Finnish fine art photographer

Saana Wang (born 1979 in Helsinki) is a Finnish fine art photographer. She graduated from the Gerrit Rietveld Academie in 2004, the Photo Global Program of the School of Visual Arts in New York, and the Aalto University School of Arts, Design and Architecture in Helsinki, Finland.

In her photographs, Wang depicts the changing of social structure and city urbanization in modern China. Wang uses the masks of the traditional Beijing opera to transform the local Chinese residents into fictional characters. As a decisive step towards defamiliarization, she turns the people's spare living rooms into a stage. Wang conveys multilayered reality that express structures of power as well as tensions between the different elements in the picture.
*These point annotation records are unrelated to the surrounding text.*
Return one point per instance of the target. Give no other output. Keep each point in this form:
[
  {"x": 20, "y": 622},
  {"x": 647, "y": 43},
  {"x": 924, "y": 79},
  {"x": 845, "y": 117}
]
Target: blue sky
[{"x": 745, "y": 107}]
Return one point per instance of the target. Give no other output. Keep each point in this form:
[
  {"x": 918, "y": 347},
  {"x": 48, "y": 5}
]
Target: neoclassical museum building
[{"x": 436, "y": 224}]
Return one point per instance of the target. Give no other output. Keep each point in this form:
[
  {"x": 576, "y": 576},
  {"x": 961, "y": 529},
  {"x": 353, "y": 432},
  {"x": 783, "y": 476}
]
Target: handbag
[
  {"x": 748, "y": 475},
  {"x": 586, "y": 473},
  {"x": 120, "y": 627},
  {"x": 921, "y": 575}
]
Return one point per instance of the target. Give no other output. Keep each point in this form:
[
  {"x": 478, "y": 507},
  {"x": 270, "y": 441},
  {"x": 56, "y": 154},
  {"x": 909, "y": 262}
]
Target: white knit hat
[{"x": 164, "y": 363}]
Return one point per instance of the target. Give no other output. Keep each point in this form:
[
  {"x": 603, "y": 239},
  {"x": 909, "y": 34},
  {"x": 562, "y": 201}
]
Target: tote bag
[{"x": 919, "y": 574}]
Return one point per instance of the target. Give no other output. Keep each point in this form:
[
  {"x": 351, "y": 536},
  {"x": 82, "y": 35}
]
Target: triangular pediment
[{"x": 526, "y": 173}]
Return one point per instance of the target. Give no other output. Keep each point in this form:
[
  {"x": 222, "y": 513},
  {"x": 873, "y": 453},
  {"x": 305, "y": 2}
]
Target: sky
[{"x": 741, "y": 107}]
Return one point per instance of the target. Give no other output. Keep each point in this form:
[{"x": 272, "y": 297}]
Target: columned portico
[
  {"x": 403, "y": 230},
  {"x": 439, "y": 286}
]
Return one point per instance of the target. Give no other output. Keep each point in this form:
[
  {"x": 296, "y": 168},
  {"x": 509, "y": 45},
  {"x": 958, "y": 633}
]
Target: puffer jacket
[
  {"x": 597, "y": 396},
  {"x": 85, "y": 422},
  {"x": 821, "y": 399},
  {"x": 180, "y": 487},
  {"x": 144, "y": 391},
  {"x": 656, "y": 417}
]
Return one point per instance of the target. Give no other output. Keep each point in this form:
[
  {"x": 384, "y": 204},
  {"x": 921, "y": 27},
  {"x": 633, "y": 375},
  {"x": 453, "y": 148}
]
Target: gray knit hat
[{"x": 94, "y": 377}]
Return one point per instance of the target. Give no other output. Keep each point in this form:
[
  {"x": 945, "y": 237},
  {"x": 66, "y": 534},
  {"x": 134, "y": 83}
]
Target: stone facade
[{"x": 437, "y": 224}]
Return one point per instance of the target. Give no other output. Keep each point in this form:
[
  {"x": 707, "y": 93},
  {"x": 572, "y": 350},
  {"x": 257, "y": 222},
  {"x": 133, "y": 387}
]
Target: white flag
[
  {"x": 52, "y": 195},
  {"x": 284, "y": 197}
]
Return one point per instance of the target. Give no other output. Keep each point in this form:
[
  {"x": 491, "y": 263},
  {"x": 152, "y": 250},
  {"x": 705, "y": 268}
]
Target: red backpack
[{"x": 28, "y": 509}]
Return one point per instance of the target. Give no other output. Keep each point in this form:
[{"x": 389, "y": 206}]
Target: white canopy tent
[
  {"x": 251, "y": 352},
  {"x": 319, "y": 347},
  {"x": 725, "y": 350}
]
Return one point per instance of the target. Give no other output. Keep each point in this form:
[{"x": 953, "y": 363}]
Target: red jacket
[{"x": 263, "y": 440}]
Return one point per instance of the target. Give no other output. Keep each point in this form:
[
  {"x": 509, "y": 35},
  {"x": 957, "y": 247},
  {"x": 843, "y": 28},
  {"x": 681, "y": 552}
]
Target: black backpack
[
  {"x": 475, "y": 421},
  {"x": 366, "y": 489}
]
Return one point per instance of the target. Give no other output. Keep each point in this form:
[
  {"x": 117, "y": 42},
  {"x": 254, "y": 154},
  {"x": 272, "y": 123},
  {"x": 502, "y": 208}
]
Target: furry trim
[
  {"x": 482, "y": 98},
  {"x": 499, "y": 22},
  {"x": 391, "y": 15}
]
Wang has had exhibitions in New York City, European countries such as Finland, Germany, Denmark, Switzerland, as well as East Asia. Wang won the International Photography Prize International Talent Support – Photo Award 2009. Wang is part of the "photographic movement The Helsinki School". She is often invited to participate panel discussions in institutions such as The American-Scandinavian Foundation (known as Scandinavian House) in Manhattan, NY.

Wang lives and works in New York City. She has also lived in Beijing, China.